Tuesday, 2 December 2014

Working across boundaries

Posted by Scott Lloyd, Health Improvement Commissioning Lead, Redcar & Cleveland Borough Council
Dear Academic, 
For the past nearly three years, we’ve been running this wonderful public health intervention in our area. It’s seen 50,000 people and everyone says how great it is. We’d now like you to come in and evaluate it. Oh by the way, there’s only two months of the project left and they’ve only got a few measures collected from past service users. 
Kind Regards,
Public Health Officer.

Sound familiar? These instances have happened in the past and are unfortunate and I can’t promise that they won’t happen in the future. However, the frustrations occur both ways. Let me explain.

Research trials – especially large randomised controlled trials – cost a lot of money. They are designed based on the latest research to provide a degree of confidence that the outcome will add to the evidence base of what works. Even if they don’t work, it is still so very, very important that the findings are published and shared (Prof Richard Parish once suggested in a meeting that there should be a Journal of Public Health Interventions that don’t work).

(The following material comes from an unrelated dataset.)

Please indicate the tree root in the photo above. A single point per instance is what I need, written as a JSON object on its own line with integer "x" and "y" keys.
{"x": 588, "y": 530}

Open door policy (and practice)
My frustration is when I hear about trials that have taken place and have failed to recruit participants in a timely manner or at all – this is one area where us mere commissioners and practitioners can help, especially now that many of us are working in Local Authorities with an even wider reach via colleagues in other departments. We can open doors that may be closed to you.

A few examples:
  • Are you conducting a trial with adults? Would you like easier access to potentially over 130,000 people in North East England? Through the medium of the North East Better Health at Work award, in 2014 colleagues worked with employers who combined to employ this many people. These colleagues and the Workplace Health Advocates that they work with could have been helping you.
  • Want to work with schools? Many of our colleagues – such as Healthy Schools (in some areas), School Sport Partnerships, Active Travel Projects and Local Authority education colleagues – already have contacts. Your information coming from them direct to their contacts will always be better than you contacting schools cold.
  • Communications teams in Public Health England, Local Authority, Clinical Commissioning Groups, NHS Foundation Trusts and elsewhere have a role too. They know the local media. They know our local populations. They have social media accounts with 1,000s or more of “likes” or “followers”.
There are examples where partnerships have worked really, really well. Look at “New Life, New You” in Middlesbrough. Also LiveWell; a number of colleagues have been involved in this during the development and implementation stages and the intervention team are close to recruiting the required number of participants.
My point is – get in touch early as I’d like to think that we can help. Senior researchers please advise your PhD students of these opportunities, especially those new to the North East. Fuse – especially AskFuse and the Knowledge Exchange theme – is breaking down barriers.
Even if we can’t help, it’s always good to know what is going on in our local areas (it can be embarrassing when we get asked about something that we know nothing about).
I can’t promise to change the world and that a joint approach will always work; but basically, as long as your intention is to improve health – I’m interested.